Is it possible to test the wrong amount in your feasibility study?

David Malone

By Dave Malone, President

When a small group of conservation advocates told us they wanted to build a special exploration center, we thought: so far, so good.  When they told us it would cost $68 million, our eyes grew wide and we privately gasped.  While campaigns do succeed at that size and more all over the country, this was a small startup venture that was just an idea at the time.  Fortunately, the group agreed a feasibility study would be a good first step before committing to a substantial campaign of that size.

As we prepared to conduct the study, we grew concerned about how participants would feel about the project and in particular, the projected cost.  But as objective and impartial exercises, feasibility studies aren’t about pre-judging outcomes; they’re about measuring existing donor feedback to the nonprofit’s vision and dream.  On several occasions, we’ve seen campaigns with ambitious goals succeed, sometimes even going over goal!

We started the study as we would any other but by the time we got to the fifth interview, we noticed a concerning pattern was developing.  Participants were floored by the projected cost.  With that early feedback, limited as it was, we recognized that the feasibility study was doing more harm than good and that the high project cost was creating serious credibility issues with the very people that would be needed to make the project succeed.

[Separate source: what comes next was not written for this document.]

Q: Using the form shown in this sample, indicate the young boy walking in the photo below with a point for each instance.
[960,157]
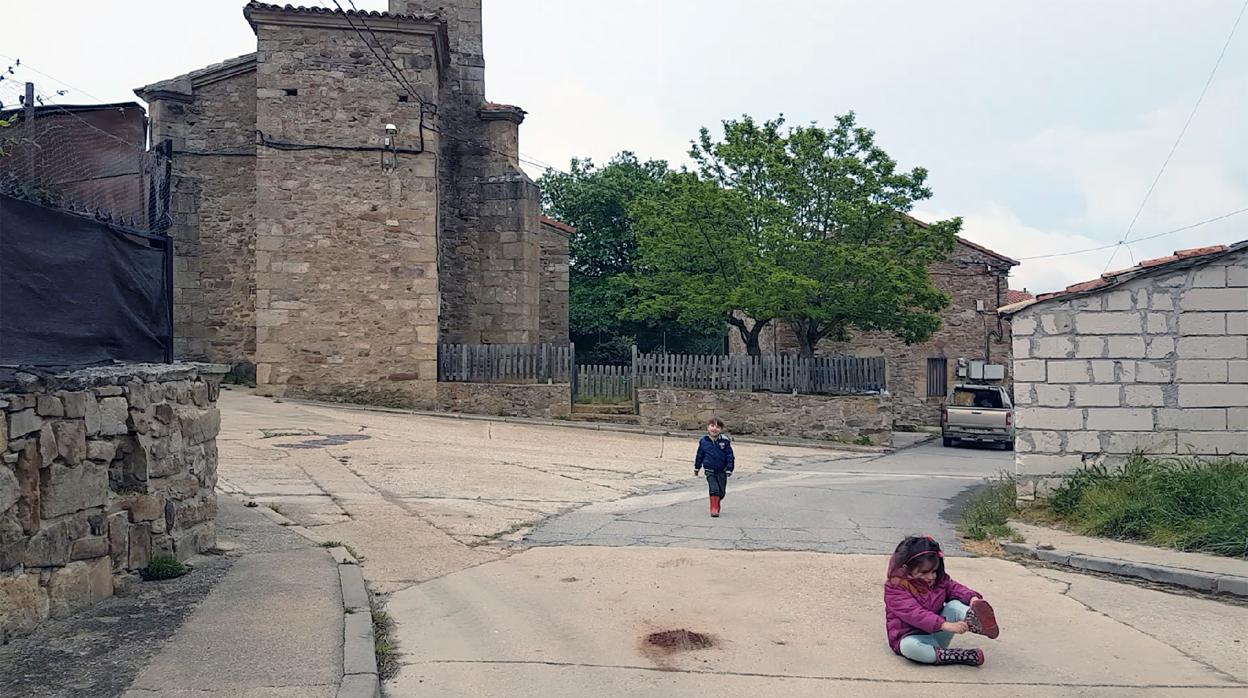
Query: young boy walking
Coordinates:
[715,455]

We hit the brakes and discussed the challenge with our client and recommended that the overall project be divided into smaller distinct phases, each with a lower price tag.  Instead of swinging for the fences and presenting the project as a huge single project, we conducted the remaining study interviews by presenting an incremental project with progressive steps that could culminate in the entire campus being built, eventually.  This strategy was effective at helping study participants see the project as achievable if completed in less expensive stages.

Even with this new strategy, the feasibility study revealed there was not enough donor support to proceed with the project at that time.  Was the study a failure?  Not at all!  The feasibility study did exactly what it was designed to do by revealing that the fundamentals for a successful campaign were not in place and the young organization was not ready for a project of this magnitude.  The study likely saved this organization years of struggle, frustration and discouragement (and a lot of fundraising expense) with a campaign that was never likely to succeed.